Big Pharma has also been known to twist patents in an effort to extend them and prevent generics from hitting the market, a practice that has become known as “evergreening.” 78% of new drug patents recorded by the FDA between 2005 and 2015 were awarded to existing drugs rather than new medications. 80% of the top 100 best-selling drugs have had their patent extended, 50% more than once. Throughout the industry, research indicated that companies “created serial barriers to hold off the type of competitive entry that is fundamental to our innovative system.” FiercePharma Feldman

The result of all this is that the profitability of pharmaceutical companies, as measured by their margins, is higher than car, oil and gas or media companies. These profits are the direct result of the ever-increasing prices charged to patients, their insurance companies, and governments Forbes.

The current system encourages overspending on marketing and abuse of the patent system rather than the much ballyhooed focus on costly R&D. In doing so, it contributes increasingly to exploding health care costs, severely affecting the most constrained among us.
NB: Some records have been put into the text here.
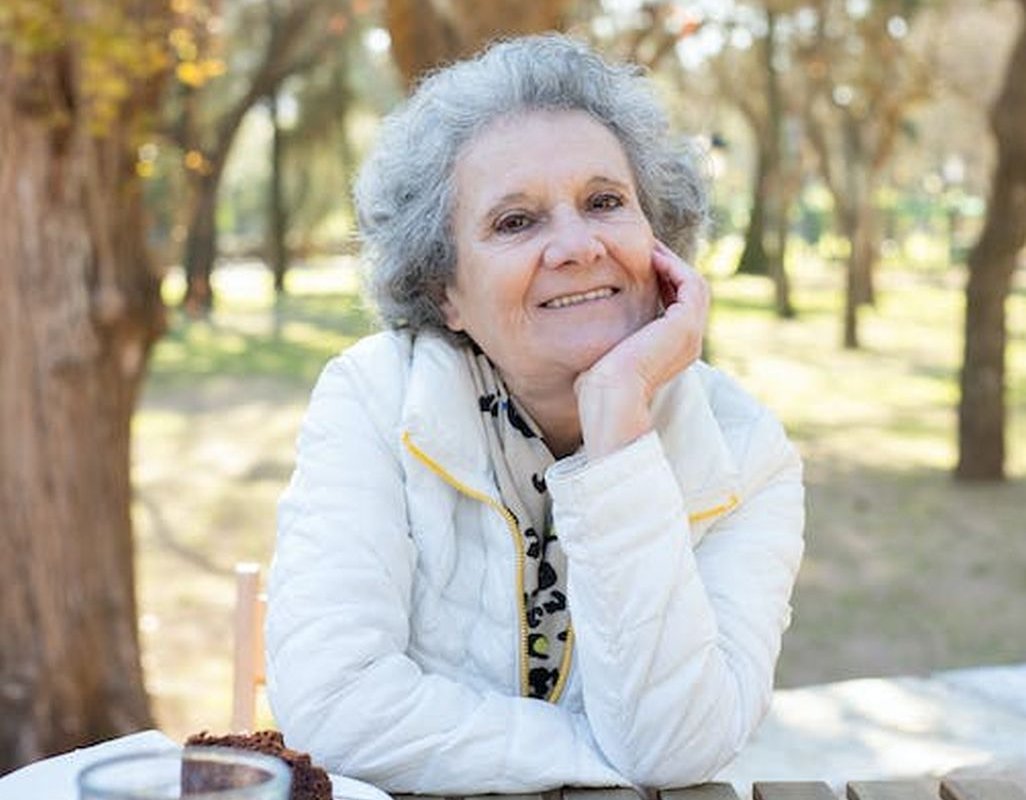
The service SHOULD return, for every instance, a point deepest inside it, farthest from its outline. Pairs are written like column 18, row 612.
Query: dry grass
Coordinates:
column 906, row 570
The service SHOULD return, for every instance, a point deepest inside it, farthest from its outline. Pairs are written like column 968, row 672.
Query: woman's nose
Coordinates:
column 571, row 241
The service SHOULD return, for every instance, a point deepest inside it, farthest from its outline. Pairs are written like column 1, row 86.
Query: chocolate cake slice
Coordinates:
column 309, row 781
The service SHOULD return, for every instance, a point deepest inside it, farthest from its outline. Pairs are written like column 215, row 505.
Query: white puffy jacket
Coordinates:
column 395, row 622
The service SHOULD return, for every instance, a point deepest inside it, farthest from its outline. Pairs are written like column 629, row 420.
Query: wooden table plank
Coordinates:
column 893, row 790
column 792, row 790
column 980, row 789
column 603, row 793
column 701, row 792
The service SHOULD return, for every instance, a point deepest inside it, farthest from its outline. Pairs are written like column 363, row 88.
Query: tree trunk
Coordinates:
column 277, row 228
column 753, row 256
column 991, row 263
column 778, row 200
column 80, row 308
column 201, row 245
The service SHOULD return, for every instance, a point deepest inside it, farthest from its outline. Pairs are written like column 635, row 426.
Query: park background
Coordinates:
column 179, row 260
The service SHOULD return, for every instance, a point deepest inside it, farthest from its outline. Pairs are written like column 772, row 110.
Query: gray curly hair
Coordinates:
column 404, row 193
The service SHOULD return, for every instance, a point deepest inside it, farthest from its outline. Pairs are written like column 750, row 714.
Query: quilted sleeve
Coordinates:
column 340, row 682
column 677, row 645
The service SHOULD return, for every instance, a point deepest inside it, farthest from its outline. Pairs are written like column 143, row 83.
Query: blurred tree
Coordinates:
column 221, row 78
column 991, row 264
column 312, row 155
column 80, row 306
column 428, row 33
column 861, row 82
column 763, row 105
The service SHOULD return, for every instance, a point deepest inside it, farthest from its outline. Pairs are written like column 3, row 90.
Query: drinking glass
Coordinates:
column 194, row 773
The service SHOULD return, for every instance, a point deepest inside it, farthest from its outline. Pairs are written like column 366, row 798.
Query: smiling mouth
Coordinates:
column 577, row 300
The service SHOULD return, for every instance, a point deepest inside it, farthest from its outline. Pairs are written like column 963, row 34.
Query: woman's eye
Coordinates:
column 606, row 201
column 512, row 223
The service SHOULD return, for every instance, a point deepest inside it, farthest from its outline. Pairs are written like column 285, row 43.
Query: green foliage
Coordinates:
column 289, row 339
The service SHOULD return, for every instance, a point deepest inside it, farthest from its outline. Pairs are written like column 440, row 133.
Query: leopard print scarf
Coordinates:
column 519, row 458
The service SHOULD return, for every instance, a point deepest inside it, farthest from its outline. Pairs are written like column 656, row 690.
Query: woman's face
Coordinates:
column 553, row 251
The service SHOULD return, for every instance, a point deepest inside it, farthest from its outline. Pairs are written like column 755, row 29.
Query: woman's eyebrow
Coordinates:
column 503, row 202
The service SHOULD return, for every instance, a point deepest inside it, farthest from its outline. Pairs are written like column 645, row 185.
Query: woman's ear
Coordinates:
column 450, row 308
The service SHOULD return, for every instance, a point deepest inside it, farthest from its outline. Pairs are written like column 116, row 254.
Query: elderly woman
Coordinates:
column 530, row 540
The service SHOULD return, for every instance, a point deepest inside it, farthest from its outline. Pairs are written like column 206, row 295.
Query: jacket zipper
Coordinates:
column 438, row 470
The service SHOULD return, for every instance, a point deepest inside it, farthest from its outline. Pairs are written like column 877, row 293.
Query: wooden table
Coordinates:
column 947, row 789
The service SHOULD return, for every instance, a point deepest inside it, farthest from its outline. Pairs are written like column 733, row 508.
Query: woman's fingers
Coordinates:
column 680, row 283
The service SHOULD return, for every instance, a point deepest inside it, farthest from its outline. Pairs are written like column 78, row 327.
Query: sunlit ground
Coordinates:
column 905, row 570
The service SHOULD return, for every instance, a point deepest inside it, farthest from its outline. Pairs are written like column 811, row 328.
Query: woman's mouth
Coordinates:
column 576, row 300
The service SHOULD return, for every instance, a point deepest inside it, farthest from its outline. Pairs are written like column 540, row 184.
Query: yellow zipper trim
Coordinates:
column 564, row 667
column 715, row 511
column 438, row 470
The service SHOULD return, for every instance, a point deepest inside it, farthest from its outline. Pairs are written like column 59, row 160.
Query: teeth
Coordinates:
column 574, row 300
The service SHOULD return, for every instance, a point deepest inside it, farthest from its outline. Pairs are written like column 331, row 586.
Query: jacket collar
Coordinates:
column 441, row 417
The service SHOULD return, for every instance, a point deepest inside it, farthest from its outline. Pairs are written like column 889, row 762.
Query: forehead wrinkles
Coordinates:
column 518, row 153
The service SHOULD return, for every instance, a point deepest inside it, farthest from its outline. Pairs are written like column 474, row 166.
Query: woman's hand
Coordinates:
column 615, row 394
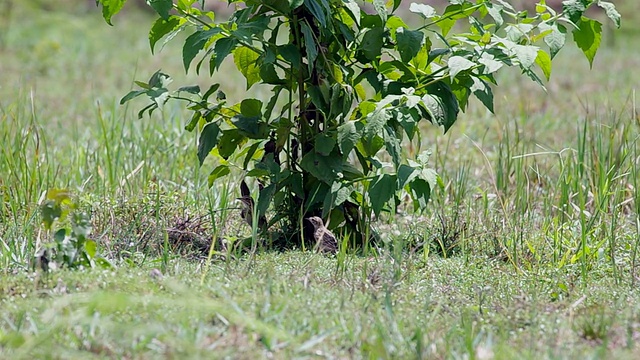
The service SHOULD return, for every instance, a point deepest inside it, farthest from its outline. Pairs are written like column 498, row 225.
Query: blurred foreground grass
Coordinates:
column 527, row 251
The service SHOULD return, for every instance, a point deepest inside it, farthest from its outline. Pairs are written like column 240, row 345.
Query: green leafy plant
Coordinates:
column 349, row 90
column 71, row 245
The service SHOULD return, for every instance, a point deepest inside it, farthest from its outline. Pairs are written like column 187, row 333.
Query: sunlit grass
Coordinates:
column 529, row 247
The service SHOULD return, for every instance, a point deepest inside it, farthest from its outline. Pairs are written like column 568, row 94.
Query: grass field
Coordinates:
column 528, row 250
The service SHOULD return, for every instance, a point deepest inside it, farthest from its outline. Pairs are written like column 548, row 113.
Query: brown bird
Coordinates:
column 325, row 240
column 246, row 213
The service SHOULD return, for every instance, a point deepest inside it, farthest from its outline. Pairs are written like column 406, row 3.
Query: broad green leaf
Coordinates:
column 162, row 7
column 372, row 43
column 222, row 49
column 381, row 191
column 490, row 64
column 310, row 45
column 556, row 39
column 483, row 92
column 91, row 248
column 110, row 8
column 208, row 140
column 324, row 144
column 458, row 64
column 441, row 104
column 574, row 9
column 495, row 11
column 518, row 32
column 159, row 80
column 246, row 61
column 159, row 96
column 162, row 27
column 251, row 127
column 409, row 43
column 229, row 142
column 197, row 116
column 392, row 144
column 394, row 23
column 588, row 37
column 354, row 10
column 290, row 54
column 316, row 9
column 610, row 10
column 544, row 61
column 294, row 4
column 423, row 10
column 526, row 55
column 381, row 9
column 251, row 108
column 193, row 89
column 375, row 123
column 131, row 95
column 269, row 75
column 406, row 174
column 408, row 119
column 218, row 172
column 324, row 168
column 348, row 136
column 194, row 43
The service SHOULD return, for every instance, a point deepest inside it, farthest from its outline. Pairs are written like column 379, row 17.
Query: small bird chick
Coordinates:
column 325, row 240
column 247, row 213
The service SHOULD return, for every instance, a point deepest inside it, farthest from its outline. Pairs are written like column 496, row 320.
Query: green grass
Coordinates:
column 529, row 250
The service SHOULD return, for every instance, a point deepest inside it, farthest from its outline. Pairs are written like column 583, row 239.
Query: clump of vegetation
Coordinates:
column 349, row 90
column 71, row 246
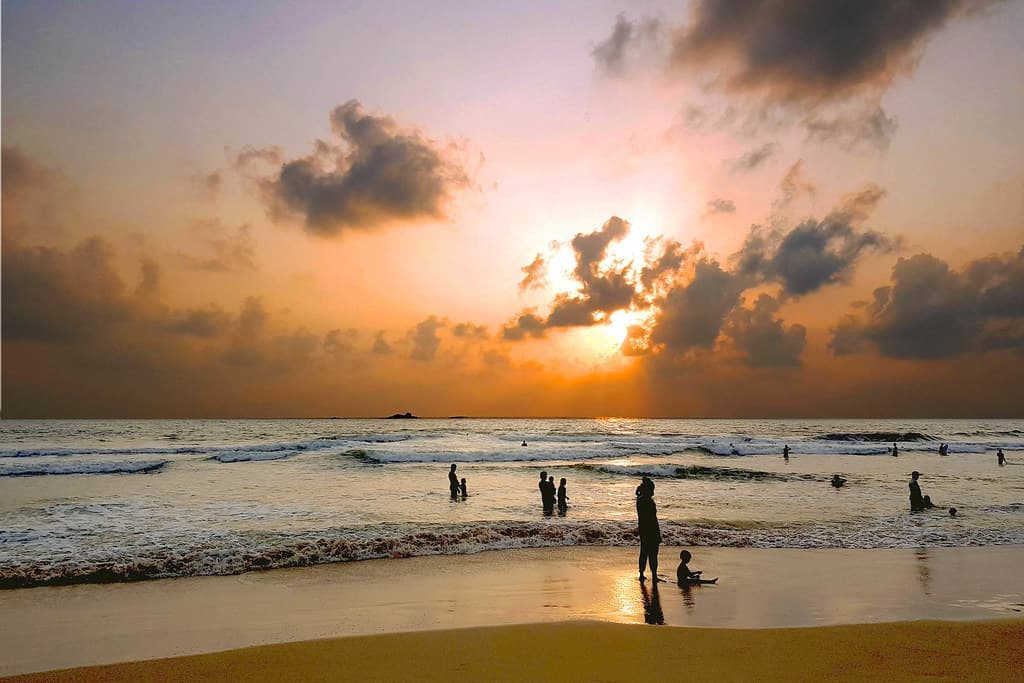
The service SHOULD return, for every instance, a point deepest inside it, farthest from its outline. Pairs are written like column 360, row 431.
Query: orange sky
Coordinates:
column 561, row 210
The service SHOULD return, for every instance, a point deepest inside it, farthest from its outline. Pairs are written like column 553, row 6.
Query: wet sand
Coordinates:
column 55, row 628
column 906, row 651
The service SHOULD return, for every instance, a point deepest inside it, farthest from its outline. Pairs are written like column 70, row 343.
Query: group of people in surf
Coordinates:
column 550, row 495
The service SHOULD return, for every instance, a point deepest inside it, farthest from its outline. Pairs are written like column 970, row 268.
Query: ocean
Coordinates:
column 111, row 501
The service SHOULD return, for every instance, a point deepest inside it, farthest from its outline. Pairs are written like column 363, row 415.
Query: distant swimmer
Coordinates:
column 686, row 578
column 453, row 482
column 916, row 501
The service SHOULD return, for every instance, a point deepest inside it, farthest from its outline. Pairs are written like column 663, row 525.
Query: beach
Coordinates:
column 776, row 602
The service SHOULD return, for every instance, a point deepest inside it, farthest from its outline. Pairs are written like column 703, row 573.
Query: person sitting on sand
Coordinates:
column 649, row 530
column 916, row 502
column 453, row 482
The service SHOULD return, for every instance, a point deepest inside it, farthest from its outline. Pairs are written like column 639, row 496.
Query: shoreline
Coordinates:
column 84, row 625
column 593, row 650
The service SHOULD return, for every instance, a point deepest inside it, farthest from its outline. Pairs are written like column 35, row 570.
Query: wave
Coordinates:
column 879, row 436
column 44, row 469
column 239, row 553
column 693, row 472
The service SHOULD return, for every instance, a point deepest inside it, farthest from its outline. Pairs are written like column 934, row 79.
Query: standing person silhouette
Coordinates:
column 649, row 530
column 453, row 482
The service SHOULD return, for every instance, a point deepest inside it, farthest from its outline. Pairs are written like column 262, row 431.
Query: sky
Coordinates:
column 643, row 209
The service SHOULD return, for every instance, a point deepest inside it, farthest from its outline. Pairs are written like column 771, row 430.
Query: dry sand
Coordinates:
column 592, row 651
column 59, row 628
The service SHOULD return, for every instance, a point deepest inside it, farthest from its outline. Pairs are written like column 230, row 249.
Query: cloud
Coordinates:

This is about segment monopolists propping up an inflated demand while limiting supply, in a typical market abuse behaviour. This behaviour is increasingly tolerated by the states that should regulate the pharmaceutical market like no other.

Like the American civil rights icon Fannie Lou Hamer, patients across the developed world are sick and tired of being sick and tired. And they’re sick of overpaying for that particular privilege, too.